Let’s verify if everything worked !!!

> tree .
.
├── repo1
│   └── README.md
└── repo2
    └── README.md   # Both the repositories are under their sub-directories

> git log --oneline
ad3f765 (HEAD -> main) merge multiple repositories into a monorepo
074ef5b Updated README.MD <repo-2>
025ec51 Initial commit
495e27b Updated README.MD
8a5f4f3 Initial commit

# Explore the latest commit
> git cat-file -p ad3f765 | grep tree
tree 630e5e1c57649efcd9929baa790768927783659e
> git cat-file -p 630e5e1c57649efcd9929baa790768927783659e
040000 tree d83102ebb26f925b8e087c821e49ca910f1750a6	repo1   # Check
040000 tree 7801ea011e82b38c3f3de145571ad75536d5bd5c	repo2   # Check
> git cat-file -p d83102ebb26f925b8e087c821e49ca910f1750a6
100644 blob 142ee887e3184237ac17f918498bda405eeb5fc1	README.md   # Check
> git cat-file blob 142ee887e3184237ac17f918498bda405eeb5fc1
# test-repo-1

This is a test repository.
> git cat-file -p 7801ea011e82b38c3f3de145571ad75536d5bd5c
100644 blob 18c9019fe2e7d5e8151db4cb5f1d10307c8547ec	README.md   # Check
This is a test repository.
> git cat-file blob 18c9019fe2e7d5e8151db4cb5f1d10307c8547ec
# test-repo-2

This is some other test repo.

# We can also verify commits 074ef5b and 495e27b to see if README.md is inside their respective folders
> git cat-file -p 074ef5b | grep tree
tree 057f76982f62d051ed841e43c09536d3f3c61980
> git cat-file -p 057f76982f62d051ed841e43c09536d3f3c61980
040000 tree 7801ea011e82b38c3f3de145571ad75536d5bd5c	repo2     # Check
> git cat-file -p 7801ea011e82b38c3f3de145571ad75536d5bd5c
100644 blob 18c9019fe2e7d5e8151db4cb5f1d10307c8547ec	README.md # Check

> git cat-file -p 495e27b | grep tree
tree 38eccdd305b8e410a1993391031e948e664d7b1d
> git cat-file -p 38eccdd305b8e410a1993391031e948e664d7b1d
040000 tree d83102ebb26f925b8e087c821e49ca910f1750a6	repo1     # Check
> git cat-file -p d83102ebb26f925b8e087c821e49ca910f1750a6
100644 blob 142ee887e3184237ac17f918498bda405eeb5fc1	README.md # Check

Everything seems perfect.

Conclusion

The merging of multiple repositories into a monorepo structure can be accomplished by rewriting git histories.

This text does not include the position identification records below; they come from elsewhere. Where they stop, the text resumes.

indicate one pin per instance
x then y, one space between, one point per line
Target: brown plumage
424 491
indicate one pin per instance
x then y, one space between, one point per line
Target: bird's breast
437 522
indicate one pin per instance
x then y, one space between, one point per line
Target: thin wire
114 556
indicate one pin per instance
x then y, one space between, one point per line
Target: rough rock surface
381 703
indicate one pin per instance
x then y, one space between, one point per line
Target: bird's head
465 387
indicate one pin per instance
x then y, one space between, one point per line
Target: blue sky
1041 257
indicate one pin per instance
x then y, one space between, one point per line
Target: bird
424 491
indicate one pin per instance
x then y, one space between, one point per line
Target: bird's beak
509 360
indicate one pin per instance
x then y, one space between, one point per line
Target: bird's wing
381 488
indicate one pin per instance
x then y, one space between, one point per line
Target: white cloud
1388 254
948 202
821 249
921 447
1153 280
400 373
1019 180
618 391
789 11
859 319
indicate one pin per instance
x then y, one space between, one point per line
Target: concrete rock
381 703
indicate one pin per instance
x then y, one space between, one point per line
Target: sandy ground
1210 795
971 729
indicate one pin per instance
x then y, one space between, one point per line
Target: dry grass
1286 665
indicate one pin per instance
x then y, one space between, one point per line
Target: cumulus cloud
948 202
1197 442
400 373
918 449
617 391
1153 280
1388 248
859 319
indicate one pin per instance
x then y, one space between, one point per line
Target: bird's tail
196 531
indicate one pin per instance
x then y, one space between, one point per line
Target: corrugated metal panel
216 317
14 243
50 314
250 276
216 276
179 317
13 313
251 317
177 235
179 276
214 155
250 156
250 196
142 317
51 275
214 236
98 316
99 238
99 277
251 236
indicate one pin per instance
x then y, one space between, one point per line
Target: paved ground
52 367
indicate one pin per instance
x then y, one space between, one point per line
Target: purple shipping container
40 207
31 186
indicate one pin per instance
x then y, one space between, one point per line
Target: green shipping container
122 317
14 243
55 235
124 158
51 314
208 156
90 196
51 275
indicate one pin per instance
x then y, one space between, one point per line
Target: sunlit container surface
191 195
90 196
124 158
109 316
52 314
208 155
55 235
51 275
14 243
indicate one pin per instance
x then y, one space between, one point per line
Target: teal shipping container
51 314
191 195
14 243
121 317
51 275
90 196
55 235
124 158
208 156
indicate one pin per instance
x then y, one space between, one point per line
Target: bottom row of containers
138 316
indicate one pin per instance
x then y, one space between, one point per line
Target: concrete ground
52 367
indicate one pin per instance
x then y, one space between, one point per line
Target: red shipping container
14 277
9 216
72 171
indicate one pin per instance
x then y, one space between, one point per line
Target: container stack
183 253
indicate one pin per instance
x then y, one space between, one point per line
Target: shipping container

This can be done manually by fetching a repo and tweaking the git index to believe it belongs to a subdirectory rather than the main repo itself. Another way is by using open-source tools like shopsys monorepo tools with which merging can be done in a few steps. More tweaks can be done with monorepo-tools to merge multiple branches and create a higher level POM inside every commit.